If you want a higher degree of confidence than that, you could check and store each file's size (using filesize()) in a simple database, and every x minutes check new size against its old size. If the size hasn't changed in x minutes, you can assume nothing more is being sent.



回答2:

Using the lock_upload_files configuration option of vsftpd leads to locking files with the fcntl() function. This places advisory lock(s) on uploaded file(s) which are in progress. Other programs don't need to consider advisory locks, and mv for example does not. Advisory locks are in general just an advice for programs that care about such locks. You need another command line tool like lockrun which respects advisory locks.

Note: lockrun must be compiled with the WAIT_AND_LOCK(fd) macro to use the lockf() and not the flock() function in order to work with locks that are set by fcntl() under Linux. So when lockrun is compiled with using lockf() then it will cooperate with the locks set by vsftpd.

With such features (lockrun, mv, lock_upload_files) you can build a shell script or similar that moves files one by one, checking if the file is locked beforehand and holding an advisory lock on it as long as the file is moved. If the file is locked by vsftpd then lockrun can skip the call to mv so that running uploads are skipped.



回答3:

The lsof linux command lists opened files on your system. I suggest executing it with shell_exec() from PHP and parsing the output to see what files are still being used by your FTP server.



回答4:

Picking up on the previous answer, you could copy the file over and then compare the sizes of the copied file and the original file at a fixed interval.

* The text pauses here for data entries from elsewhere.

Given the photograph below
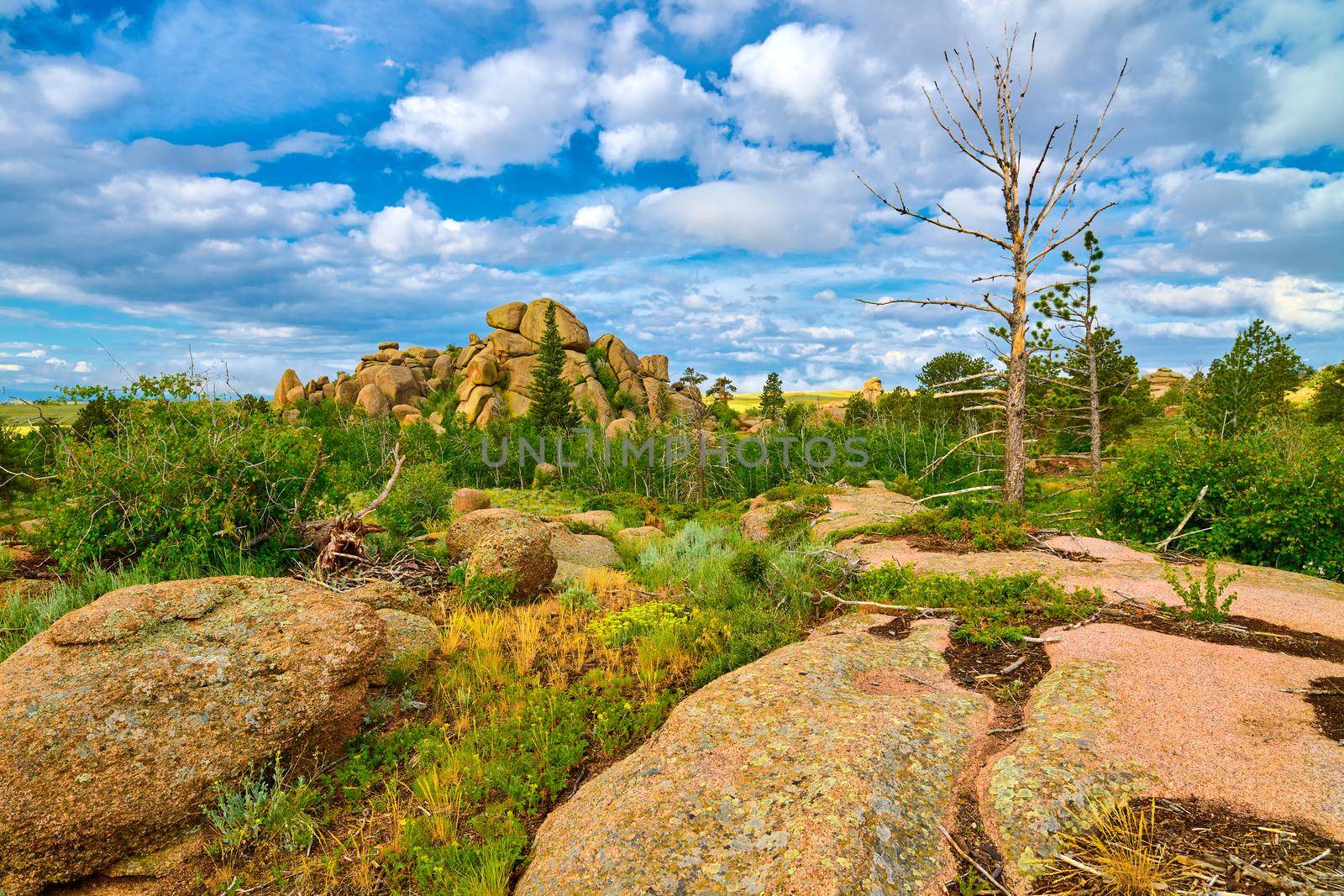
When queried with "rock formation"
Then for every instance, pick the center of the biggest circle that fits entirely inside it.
(492, 376)
(1163, 379)
(820, 768)
(123, 716)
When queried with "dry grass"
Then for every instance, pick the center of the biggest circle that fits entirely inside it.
(1115, 852)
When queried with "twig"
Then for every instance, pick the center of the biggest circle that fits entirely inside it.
(1184, 520)
(974, 862)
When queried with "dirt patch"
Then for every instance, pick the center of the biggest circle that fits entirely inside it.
(1327, 699)
(1238, 631)
(31, 564)
(1225, 851)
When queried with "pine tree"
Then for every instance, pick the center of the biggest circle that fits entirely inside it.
(553, 396)
(722, 390)
(772, 396)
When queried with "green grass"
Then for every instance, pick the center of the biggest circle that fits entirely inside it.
(990, 609)
(26, 616)
(24, 417)
(748, 401)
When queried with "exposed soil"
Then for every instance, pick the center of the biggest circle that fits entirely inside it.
(31, 564)
(1327, 699)
(1238, 631)
(1220, 849)
(981, 668)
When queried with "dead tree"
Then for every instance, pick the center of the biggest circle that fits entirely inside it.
(1035, 223)
(1093, 354)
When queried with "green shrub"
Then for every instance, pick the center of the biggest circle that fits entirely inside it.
(990, 609)
(181, 485)
(1276, 496)
(1203, 600)
(421, 493)
(750, 564)
(264, 808)
(488, 591)
(575, 598)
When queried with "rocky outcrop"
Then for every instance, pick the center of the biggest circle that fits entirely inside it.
(123, 715)
(1162, 380)
(494, 376)
(847, 508)
(824, 768)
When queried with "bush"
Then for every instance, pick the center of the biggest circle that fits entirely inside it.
(1276, 496)
(181, 485)
(618, 629)
(421, 493)
(991, 609)
(1203, 600)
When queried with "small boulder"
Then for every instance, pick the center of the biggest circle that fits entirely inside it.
(508, 316)
(373, 401)
(470, 528)
(409, 641)
(403, 411)
(522, 555)
(468, 500)
(288, 380)
(640, 533)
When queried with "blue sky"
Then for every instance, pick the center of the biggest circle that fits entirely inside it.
(257, 186)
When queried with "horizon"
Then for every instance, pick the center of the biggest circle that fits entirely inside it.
(265, 187)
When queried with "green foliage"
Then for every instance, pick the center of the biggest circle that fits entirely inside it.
(264, 806)
(752, 564)
(421, 493)
(1328, 402)
(951, 367)
(1203, 600)
(1247, 383)
(772, 398)
(722, 391)
(620, 627)
(488, 591)
(793, 519)
(1276, 496)
(553, 396)
(692, 378)
(990, 609)
(795, 490)
(24, 616)
(577, 598)
(183, 485)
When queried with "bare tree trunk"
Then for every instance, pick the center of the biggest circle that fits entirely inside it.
(1095, 406)
(1015, 401)
(991, 139)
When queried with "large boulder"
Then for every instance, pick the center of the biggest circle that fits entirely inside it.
(373, 401)
(288, 380)
(522, 555)
(508, 316)
(655, 365)
(123, 715)
(573, 332)
(826, 768)
(396, 383)
(470, 528)
(468, 500)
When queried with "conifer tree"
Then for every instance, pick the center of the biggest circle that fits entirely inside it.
(772, 396)
(553, 396)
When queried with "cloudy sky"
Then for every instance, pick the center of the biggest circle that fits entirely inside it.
(260, 186)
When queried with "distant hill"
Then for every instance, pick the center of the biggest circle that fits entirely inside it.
(746, 402)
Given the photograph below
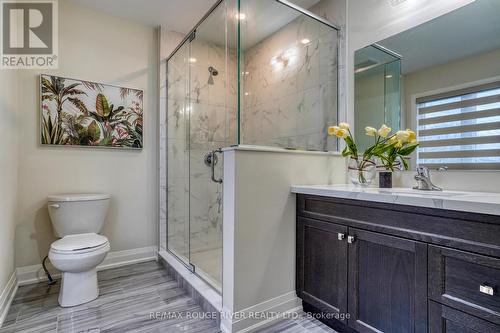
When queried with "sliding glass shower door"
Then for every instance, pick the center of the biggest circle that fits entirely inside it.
(202, 120)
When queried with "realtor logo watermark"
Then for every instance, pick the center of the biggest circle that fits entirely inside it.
(29, 34)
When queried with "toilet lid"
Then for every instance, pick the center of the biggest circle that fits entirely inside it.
(79, 242)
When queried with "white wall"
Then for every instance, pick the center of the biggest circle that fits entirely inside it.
(370, 21)
(375, 20)
(8, 173)
(102, 48)
(259, 226)
(452, 75)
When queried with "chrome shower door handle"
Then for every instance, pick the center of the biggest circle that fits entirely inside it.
(212, 165)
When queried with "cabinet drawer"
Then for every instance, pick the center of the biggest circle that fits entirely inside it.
(466, 281)
(443, 319)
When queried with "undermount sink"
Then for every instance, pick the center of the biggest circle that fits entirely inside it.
(422, 192)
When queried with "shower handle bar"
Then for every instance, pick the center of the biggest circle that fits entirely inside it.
(213, 165)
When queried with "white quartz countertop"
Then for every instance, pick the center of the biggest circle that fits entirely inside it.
(475, 202)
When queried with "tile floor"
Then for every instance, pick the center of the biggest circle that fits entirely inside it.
(128, 296)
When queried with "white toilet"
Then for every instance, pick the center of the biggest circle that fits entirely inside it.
(77, 219)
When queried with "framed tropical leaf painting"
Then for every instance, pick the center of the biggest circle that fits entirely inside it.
(82, 113)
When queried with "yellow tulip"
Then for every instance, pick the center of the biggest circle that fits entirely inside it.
(370, 131)
(341, 133)
(344, 126)
(403, 136)
(384, 131)
(412, 136)
(332, 130)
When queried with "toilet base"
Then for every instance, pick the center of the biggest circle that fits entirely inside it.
(78, 288)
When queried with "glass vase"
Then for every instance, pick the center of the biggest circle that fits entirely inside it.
(361, 171)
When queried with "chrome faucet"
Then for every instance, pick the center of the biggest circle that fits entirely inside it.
(423, 178)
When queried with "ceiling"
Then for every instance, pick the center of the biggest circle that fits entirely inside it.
(263, 17)
(465, 32)
(179, 15)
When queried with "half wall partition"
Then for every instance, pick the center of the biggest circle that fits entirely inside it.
(252, 72)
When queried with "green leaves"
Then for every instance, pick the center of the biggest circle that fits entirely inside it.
(79, 104)
(102, 106)
(94, 131)
(408, 149)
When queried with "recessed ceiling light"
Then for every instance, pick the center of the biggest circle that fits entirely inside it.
(240, 16)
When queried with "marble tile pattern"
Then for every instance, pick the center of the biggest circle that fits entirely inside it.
(128, 295)
(201, 117)
(290, 87)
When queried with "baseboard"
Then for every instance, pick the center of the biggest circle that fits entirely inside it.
(34, 273)
(7, 296)
(281, 305)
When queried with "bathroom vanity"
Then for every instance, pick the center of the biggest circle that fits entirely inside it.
(399, 260)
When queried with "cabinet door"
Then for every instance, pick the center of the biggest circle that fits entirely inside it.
(387, 283)
(443, 319)
(322, 265)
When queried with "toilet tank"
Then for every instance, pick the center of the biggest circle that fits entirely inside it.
(78, 213)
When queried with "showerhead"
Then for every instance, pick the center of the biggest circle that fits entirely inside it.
(213, 72)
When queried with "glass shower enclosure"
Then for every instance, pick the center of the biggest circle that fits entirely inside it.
(254, 72)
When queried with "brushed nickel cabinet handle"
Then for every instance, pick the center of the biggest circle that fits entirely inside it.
(486, 290)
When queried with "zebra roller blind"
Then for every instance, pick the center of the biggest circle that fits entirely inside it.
(460, 129)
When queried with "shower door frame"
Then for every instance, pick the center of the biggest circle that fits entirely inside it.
(187, 39)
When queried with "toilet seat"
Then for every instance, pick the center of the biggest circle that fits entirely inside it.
(80, 243)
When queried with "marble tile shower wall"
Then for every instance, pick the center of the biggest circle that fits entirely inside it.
(201, 118)
(290, 88)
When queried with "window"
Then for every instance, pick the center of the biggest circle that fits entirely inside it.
(460, 129)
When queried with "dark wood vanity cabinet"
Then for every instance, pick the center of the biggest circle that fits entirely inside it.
(392, 268)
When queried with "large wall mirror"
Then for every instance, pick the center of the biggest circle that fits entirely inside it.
(443, 79)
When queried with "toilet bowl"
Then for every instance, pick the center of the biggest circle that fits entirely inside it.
(77, 219)
(77, 257)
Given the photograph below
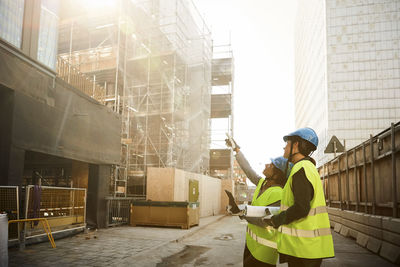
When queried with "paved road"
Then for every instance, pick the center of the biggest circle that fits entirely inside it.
(219, 241)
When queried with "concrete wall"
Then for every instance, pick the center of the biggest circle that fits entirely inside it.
(52, 117)
(170, 184)
(226, 184)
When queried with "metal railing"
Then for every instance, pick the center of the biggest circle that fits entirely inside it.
(9, 203)
(64, 208)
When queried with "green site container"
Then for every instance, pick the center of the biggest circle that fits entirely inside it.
(193, 190)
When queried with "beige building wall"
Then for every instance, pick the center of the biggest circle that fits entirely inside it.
(170, 184)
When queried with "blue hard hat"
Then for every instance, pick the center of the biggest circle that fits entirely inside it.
(306, 134)
(280, 163)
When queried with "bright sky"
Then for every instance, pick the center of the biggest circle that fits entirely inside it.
(262, 39)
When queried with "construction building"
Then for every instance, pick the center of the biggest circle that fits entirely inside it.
(51, 133)
(221, 158)
(154, 60)
(347, 70)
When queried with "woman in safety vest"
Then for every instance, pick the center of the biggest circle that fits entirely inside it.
(304, 230)
(260, 248)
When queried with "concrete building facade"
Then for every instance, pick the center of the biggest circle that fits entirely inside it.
(347, 69)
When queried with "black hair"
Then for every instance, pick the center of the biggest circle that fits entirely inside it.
(305, 147)
(279, 176)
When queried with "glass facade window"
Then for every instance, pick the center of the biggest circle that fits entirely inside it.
(48, 33)
(361, 66)
(11, 19)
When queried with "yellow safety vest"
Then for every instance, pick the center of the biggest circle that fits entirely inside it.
(261, 242)
(309, 237)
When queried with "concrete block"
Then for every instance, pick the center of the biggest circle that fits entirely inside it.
(375, 221)
(390, 252)
(362, 239)
(337, 228)
(353, 233)
(334, 211)
(391, 224)
(348, 214)
(344, 231)
(391, 237)
(374, 244)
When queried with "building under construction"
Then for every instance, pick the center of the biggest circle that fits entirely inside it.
(152, 63)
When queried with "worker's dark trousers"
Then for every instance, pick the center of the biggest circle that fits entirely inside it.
(250, 261)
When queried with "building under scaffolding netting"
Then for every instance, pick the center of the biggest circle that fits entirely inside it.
(152, 59)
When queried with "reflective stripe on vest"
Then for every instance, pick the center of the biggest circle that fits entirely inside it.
(260, 240)
(304, 233)
(312, 212)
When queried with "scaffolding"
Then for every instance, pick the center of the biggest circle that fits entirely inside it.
(153, 60)
(221, 158)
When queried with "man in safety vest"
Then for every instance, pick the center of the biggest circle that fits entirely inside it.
(304, 230)
(260, 249)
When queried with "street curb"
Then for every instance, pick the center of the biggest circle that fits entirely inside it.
(195, 230)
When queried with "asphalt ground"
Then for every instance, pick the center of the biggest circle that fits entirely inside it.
(217, 241)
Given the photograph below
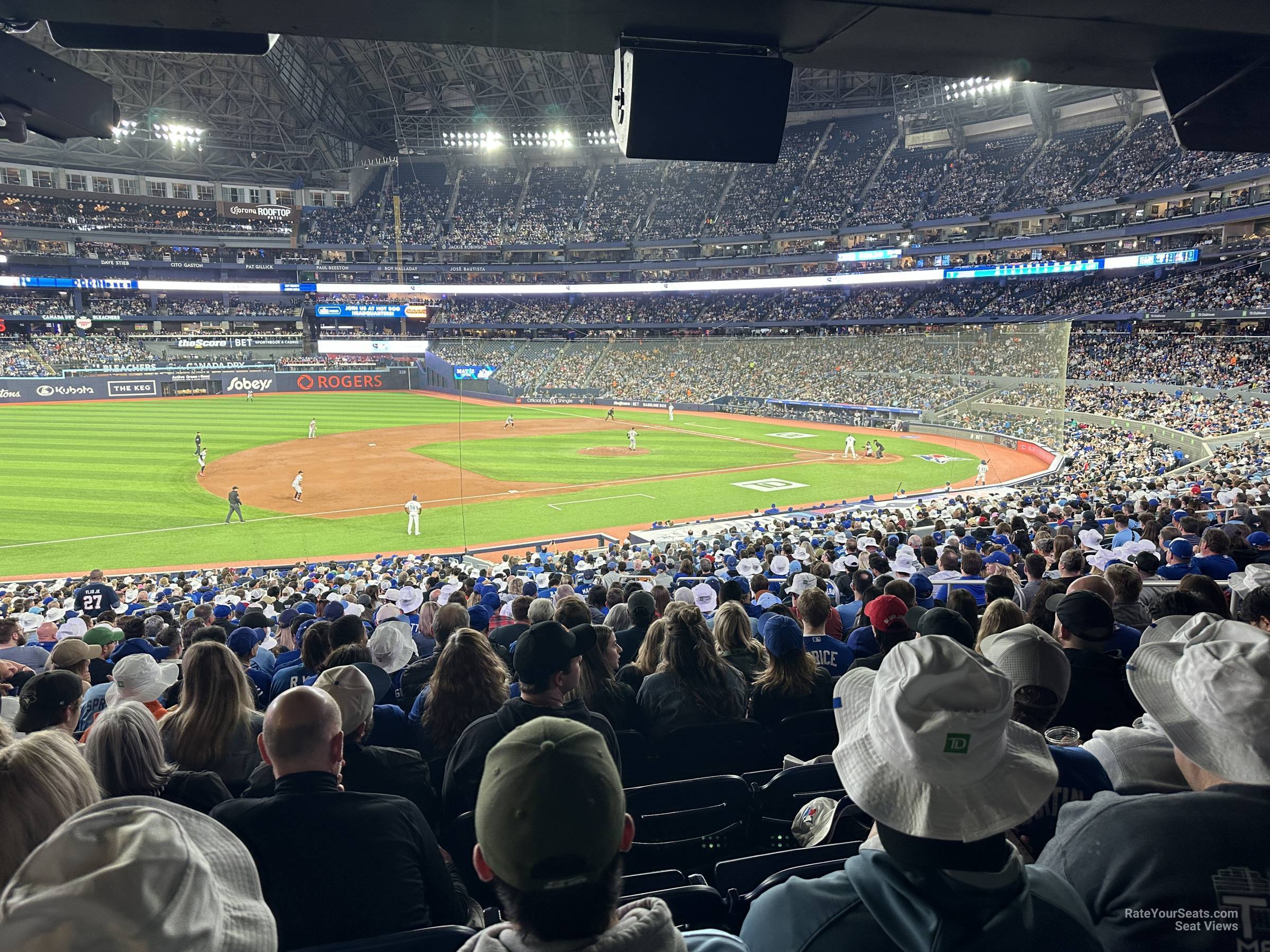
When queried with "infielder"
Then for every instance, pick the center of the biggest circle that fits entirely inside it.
(235, 506)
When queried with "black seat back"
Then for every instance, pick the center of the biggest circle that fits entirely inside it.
(807, 735)
(687, 826)
(715, 749)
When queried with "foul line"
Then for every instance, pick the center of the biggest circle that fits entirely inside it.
(598, 499)
(562, 489)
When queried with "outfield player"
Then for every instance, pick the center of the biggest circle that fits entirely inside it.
(235, 506)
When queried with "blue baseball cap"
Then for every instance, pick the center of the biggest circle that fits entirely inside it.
(782, 634)
(242, 642)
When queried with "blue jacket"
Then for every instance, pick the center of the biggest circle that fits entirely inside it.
(878, 905)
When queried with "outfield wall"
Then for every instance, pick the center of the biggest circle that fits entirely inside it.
(192, 382)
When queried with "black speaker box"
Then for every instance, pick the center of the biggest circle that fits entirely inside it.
(715, 107)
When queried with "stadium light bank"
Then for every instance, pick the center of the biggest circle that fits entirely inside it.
(1151, 259)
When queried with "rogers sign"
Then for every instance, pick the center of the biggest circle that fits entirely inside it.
(340, 381)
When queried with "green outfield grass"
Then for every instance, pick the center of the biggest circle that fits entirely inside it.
(113, 484)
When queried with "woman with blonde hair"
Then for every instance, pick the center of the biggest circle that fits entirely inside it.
(600, 691)
(43, 781)
(469, 682)
(647, 659)
(1001, 615)
(693, 686)
(737, 645)
(216, 725)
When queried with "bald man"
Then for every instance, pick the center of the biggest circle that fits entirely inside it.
(1124, 639)
(337, 866)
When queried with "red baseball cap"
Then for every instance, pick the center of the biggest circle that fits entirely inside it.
(887, 612)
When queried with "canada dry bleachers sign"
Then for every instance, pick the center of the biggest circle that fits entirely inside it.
(150, 384)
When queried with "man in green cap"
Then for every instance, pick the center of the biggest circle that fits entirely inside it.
(551, 827)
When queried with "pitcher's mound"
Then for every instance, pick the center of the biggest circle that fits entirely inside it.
(611, 451)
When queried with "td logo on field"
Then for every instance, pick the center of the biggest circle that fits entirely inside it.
(770, 486)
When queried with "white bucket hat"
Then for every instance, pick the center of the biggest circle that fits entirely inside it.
(803, 582)
(392, 646)
(163, 875)
(928, 748)
(410, 600)
(140, 678)
(1211, 697)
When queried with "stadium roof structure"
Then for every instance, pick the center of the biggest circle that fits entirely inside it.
(404, 73)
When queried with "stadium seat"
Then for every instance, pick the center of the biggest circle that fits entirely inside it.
(687, 826)
(439, 938)
(712, 749)
(694, 907)
(778, 801)
(807, 735)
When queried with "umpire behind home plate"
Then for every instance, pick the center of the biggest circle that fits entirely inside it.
(235, 506)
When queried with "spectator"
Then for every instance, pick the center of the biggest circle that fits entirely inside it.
(643, 611)
(793, 682)
(547, 663)
(367, 768)
(832, 654)
(43, 781)
(126, 754)
(1099, 696)
(551, 827)
(469, 683)
(647, 659)
(939, 867)
(393, 876)
(216, 725)
(1040, 674)
(600, 690)
(888, 617)
(997, 617)
(737, 645)
(1170, 852)
(693, 686)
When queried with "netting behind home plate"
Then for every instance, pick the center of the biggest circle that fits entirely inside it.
(1008, 378)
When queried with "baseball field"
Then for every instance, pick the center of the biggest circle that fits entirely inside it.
(116, 486)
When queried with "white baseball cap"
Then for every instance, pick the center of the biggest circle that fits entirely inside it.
(163, 875)
(1212, 700)
(928, 748)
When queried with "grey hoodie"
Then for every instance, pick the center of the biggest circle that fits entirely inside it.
(645, 926)
(879, 905)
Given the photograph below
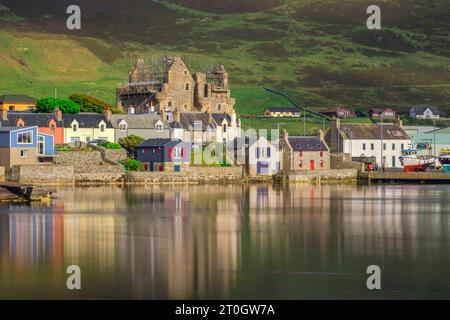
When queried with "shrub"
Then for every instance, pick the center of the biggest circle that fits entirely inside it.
(91, 104)
(110, 145)
(132, 165)
(47, 105)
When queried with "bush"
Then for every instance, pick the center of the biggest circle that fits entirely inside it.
(110, 145)
(130, 143)
(48, 105)
(132, 165)
(91, 104)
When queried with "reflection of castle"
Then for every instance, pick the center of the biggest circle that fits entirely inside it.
(168, 85)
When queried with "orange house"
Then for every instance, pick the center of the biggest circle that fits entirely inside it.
(16, 102)
(46, 122)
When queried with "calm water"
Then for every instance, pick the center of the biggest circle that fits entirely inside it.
(230, 242)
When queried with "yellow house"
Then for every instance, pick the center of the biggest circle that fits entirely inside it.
(16, 102)
(282, 112)
(86, 127)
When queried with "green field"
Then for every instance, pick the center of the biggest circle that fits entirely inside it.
(318, 51)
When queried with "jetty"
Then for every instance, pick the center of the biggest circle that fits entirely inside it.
(408, 177)
(13, 191)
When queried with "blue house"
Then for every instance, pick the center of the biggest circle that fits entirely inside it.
(159, 155)
(24, 145)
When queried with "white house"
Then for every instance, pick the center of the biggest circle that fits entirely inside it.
(424, 112)
(262, 157)
(385, 142)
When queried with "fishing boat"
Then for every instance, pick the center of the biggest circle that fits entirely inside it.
(444, 159)
(412, 162)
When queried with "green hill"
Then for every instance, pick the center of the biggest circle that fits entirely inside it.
(319, 51)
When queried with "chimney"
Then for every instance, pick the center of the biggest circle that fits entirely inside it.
(176, 115)
(4, 115)
(107, 113)
(58, 114)
(321, 135)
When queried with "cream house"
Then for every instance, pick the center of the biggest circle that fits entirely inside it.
(86, 127)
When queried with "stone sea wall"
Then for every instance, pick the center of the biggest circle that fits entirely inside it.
(318, 176)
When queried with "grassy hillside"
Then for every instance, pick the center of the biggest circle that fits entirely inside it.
(319, 51)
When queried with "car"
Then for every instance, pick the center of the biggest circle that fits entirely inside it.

If the sizes match, the upload is done, delete the copy, work with the file.

If the sizes do not match, copy the file again.

repeat.



回答5:

Here's another idea: create a super (but hopefully not root) FTP user that can access some or all of the upload directories. Instead of your PHP code reading uploaded files right off the disk, make it connect to the local FTP server and download files. This way vsftpd handles the locking for you (assuming you leave lock_upload_files enabled). You'll only be able to download a file once vsftp releases the exclusive/write lock (once writing is complete).

You mentioned trying flock in your comment (and how it fails). It does indeed seem painful to try to match whatever locking vsftpd is doing, but dio_fcntl might be worth a shot.



回答6:

I guess you've solved your problem years ago but still.

If you use some pattern to find the files you need you can ask the party uploading the file to use different name and rename the file once the upload has completed.



标签: php ftp locking